There’s not a lot more to say about the bill itself, because there isn’t much more to the bill, which could also be called the Sort it out on the Cutting Room Floor Bill.

“(e) Regulations.—The Secretary, in consultation with the Secretary of Agriculture, the Secretary of Housing and Urban Development, and the Administrator of the Centers for Medicare and Medicaid Services, shall prescribe such regulations as may be necessary or appropriate to carry out this chapter.”

It is normal to leave the actual driving of nails and tightening of screws to the responsible agencies. But the more guidance they have in the text of the law the less time they have to spend going back and forth with the authors to figure out what they meant. In this case details would mean they can get to the intra-agency meetings needed to hammer out various proposed rules and then on to the rule-making period and the final rule and after all that, enacting the law. With this one the agencies have the definitions of large employer, who is and isn’t an employee and the covered federal benefits and not much else:

“(c) Qualified employee benefits.—For purposes of this section:

“(1) IN GENERAL.—The term ‘qualified employee benefits’ means, with respect to a person for a taxable year, the sum of the qualified Federal benefits received by individuals who are employees of such person for such taxable year.

“(2) QUALIFIED FEDERAL BENEFITS.—The term ‘qualified Federal benefits’ means, with respect to an individual, the following:

“(A) The dollar value of supplemental nutrition assistance for which the household (as defined in section 3(m) of the Food and Nutrition Act of 2008) that includes such individual is eligible.

“(B) The dollar value of meals that such individual or dependents of such individual are eligible for under the school lunch program under the Richard B. Russell National School Lunch Act and the school breakfast program under section 4 of the Child Nutrition Act of 1966.

“(C) The aggregate amount of the monthly assistance payments for rental of a dwelling unit that the household of such individual is a member of is eligible to have made on its behalf pursuant to section 8 of the United States Housing Act of 1937.

“(D) The amount of payments made under section 1903 of the Social Security Act with respect to expenditures made by a State under a State Medicaid plan under title XIX of such Act (or a waiver of such plan) for medical assistance for such individual or for dependents of such individual.

That’s a lot of information that has to go from somewhere to somewhere else so that someone knows who to tax and for how much. Will the information be de-identified? Perhaps.
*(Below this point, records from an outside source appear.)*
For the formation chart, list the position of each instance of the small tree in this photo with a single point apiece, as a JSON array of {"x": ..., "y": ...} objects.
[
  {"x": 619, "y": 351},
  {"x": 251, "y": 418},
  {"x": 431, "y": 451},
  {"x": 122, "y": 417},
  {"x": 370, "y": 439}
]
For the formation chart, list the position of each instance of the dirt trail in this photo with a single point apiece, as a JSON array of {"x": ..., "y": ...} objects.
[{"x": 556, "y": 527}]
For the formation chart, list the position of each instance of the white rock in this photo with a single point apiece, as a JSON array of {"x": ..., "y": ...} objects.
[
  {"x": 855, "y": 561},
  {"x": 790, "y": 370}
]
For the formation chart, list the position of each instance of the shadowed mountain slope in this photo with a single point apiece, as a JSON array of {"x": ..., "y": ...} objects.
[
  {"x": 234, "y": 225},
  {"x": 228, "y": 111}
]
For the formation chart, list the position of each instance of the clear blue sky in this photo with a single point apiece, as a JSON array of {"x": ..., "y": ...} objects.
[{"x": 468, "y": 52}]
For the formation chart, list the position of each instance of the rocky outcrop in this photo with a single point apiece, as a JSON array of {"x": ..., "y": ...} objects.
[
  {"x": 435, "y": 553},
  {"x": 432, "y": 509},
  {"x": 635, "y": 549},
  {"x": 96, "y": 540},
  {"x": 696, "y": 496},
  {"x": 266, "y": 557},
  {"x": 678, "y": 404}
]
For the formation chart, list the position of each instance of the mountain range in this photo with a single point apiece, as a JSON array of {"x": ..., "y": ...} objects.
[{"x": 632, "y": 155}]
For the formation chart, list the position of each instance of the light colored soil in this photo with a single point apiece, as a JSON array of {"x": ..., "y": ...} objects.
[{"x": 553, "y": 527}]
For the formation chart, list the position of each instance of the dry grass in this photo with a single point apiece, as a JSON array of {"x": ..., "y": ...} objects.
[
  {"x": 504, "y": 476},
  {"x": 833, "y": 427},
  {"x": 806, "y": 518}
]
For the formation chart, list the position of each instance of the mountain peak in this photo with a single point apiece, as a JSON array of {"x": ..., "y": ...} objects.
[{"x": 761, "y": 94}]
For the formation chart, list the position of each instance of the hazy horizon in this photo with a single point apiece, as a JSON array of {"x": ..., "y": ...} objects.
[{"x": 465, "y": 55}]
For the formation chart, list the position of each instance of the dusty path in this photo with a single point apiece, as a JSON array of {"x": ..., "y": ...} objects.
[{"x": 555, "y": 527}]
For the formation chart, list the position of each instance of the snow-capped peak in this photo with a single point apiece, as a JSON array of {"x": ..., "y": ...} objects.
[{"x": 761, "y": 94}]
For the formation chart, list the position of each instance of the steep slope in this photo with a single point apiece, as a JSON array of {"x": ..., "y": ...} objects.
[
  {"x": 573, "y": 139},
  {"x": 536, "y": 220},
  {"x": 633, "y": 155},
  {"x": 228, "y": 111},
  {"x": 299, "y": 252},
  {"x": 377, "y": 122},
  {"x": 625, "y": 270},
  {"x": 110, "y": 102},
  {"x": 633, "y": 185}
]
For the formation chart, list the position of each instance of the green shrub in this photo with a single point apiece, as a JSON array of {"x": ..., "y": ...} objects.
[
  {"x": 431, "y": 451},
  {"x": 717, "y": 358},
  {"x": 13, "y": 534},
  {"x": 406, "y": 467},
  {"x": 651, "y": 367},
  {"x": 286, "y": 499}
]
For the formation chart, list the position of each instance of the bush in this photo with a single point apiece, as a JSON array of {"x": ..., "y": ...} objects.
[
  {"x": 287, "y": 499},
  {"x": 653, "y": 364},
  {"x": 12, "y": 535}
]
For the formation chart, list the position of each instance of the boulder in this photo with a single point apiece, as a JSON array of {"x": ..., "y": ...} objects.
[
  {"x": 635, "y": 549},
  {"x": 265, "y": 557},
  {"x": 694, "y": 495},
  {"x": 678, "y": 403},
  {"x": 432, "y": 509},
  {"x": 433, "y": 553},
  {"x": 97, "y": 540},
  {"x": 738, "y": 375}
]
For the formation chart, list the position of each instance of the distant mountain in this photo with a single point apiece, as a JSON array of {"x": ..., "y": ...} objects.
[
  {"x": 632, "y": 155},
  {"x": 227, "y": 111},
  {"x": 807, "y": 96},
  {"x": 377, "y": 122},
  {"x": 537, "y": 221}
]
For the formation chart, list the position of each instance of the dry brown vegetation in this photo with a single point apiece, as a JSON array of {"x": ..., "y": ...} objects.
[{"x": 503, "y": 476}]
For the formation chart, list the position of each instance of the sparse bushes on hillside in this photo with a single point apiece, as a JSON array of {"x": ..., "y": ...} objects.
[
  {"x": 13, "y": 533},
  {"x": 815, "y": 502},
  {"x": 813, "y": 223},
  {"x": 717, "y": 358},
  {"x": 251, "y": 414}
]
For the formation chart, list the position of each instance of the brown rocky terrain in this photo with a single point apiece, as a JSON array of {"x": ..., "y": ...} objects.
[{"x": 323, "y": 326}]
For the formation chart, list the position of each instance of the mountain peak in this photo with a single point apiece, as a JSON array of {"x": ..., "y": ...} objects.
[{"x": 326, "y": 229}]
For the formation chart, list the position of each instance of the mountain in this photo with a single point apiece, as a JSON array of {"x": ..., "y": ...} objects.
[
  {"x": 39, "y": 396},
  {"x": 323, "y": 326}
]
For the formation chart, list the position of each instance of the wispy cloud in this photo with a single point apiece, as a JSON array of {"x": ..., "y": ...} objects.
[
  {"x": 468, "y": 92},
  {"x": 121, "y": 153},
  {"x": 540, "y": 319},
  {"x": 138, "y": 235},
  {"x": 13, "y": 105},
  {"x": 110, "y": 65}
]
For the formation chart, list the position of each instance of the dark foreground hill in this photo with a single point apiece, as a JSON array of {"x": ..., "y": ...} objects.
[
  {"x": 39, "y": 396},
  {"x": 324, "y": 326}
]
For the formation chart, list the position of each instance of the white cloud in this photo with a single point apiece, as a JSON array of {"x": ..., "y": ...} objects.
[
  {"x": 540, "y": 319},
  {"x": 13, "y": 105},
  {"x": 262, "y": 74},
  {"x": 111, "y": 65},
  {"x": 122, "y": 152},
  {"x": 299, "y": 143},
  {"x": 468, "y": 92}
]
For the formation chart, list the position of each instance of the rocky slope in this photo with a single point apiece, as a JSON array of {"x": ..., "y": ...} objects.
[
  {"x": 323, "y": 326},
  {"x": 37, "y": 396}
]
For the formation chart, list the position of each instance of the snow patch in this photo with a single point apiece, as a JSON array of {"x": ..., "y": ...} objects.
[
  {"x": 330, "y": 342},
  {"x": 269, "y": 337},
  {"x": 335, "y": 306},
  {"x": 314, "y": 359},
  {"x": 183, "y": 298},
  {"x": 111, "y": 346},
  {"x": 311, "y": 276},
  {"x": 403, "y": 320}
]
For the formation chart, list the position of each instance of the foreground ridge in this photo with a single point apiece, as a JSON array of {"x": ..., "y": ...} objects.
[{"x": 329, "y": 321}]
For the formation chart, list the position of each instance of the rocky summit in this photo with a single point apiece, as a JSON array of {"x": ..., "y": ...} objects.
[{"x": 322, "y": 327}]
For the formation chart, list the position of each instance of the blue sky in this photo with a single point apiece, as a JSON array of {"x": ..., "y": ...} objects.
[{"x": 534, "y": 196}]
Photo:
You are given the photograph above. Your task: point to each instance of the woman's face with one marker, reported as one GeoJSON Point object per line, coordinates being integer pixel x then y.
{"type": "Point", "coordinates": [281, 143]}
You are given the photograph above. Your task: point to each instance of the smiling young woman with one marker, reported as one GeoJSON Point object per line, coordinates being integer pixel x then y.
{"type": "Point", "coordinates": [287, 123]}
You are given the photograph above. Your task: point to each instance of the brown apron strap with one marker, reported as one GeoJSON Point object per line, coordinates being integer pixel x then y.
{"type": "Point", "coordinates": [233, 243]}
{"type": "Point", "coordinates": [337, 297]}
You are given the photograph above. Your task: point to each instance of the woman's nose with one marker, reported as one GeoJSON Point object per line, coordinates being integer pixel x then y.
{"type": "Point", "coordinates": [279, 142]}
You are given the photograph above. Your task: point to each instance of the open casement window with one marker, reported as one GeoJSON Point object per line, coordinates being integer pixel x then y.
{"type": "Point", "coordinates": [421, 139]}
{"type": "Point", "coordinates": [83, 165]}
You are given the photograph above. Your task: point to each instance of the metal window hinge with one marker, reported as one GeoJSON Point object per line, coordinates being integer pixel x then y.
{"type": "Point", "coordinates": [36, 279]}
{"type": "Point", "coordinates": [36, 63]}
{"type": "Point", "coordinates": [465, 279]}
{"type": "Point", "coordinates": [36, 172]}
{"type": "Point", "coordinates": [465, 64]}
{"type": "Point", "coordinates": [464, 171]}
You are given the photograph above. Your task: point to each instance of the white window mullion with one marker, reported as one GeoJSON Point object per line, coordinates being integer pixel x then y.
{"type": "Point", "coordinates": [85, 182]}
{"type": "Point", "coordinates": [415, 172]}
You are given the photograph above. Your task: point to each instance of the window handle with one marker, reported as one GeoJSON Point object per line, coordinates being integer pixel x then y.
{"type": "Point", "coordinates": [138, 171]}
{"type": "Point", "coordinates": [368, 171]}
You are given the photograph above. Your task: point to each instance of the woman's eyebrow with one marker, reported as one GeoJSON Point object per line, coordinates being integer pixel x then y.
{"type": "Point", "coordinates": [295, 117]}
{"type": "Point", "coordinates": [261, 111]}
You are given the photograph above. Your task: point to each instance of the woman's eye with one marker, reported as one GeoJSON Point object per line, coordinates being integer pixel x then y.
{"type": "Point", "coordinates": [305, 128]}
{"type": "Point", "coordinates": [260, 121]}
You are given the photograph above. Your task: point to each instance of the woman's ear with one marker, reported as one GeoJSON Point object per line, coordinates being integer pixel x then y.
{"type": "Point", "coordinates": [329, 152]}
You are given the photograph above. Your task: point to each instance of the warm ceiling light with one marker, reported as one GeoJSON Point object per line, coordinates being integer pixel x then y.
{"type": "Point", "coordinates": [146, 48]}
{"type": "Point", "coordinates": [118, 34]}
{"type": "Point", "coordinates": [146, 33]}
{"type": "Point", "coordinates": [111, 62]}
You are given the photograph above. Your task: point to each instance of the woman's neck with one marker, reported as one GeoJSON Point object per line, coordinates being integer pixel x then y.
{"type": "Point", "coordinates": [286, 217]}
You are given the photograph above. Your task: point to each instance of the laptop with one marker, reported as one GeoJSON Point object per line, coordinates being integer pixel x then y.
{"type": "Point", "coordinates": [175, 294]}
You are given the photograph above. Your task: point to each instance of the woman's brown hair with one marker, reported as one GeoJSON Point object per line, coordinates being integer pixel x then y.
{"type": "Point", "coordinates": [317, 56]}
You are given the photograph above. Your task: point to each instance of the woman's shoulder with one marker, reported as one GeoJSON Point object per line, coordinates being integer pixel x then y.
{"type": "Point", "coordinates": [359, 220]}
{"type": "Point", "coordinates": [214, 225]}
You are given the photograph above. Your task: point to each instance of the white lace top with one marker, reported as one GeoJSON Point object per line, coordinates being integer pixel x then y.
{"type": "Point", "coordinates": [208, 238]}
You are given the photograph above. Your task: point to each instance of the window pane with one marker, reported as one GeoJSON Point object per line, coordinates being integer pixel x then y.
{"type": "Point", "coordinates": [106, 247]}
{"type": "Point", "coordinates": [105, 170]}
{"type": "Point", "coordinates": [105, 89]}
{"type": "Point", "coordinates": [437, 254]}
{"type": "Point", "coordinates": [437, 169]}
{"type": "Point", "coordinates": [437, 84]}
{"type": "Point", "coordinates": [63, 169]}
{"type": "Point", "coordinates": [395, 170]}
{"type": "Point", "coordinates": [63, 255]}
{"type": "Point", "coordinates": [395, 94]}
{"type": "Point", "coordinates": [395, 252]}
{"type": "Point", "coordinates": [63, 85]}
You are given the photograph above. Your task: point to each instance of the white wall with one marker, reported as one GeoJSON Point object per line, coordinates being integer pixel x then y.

But then — again perhaps — if an employer contests the tax, the government will need some way to prove that the employer does indeed employ one or more people who received X amount of assistance, have children who received X amount of assistance or live in a household where someone receives X amount of assistance. And then — perhaps again — there will be some way to shield the employee from being fired. Section 3 of the bill bars large employers from asking job applicants if they receive the covered benefits.

(a) In general.—It shall be an unlawful employment practice for any large employer (as defined in section 4501(b) of the Internal Revenue Code of 1986) to make inquiries of an applicant for employment, or otherwise seek information about such an applicant (including through the use of any form or application), relating to whether such applicant receives Federal benefits.

The bill is silent on what a provider can do once someone is hired. And people who are aware of racism will know that if employers don’t ask – another maybe – they’ll guess. And they’ll guess based on stereotypes about people who use food stamps.

But maybe now that he’s gotten this out of his system, someone who really wants to address the need for a living wage can have a go.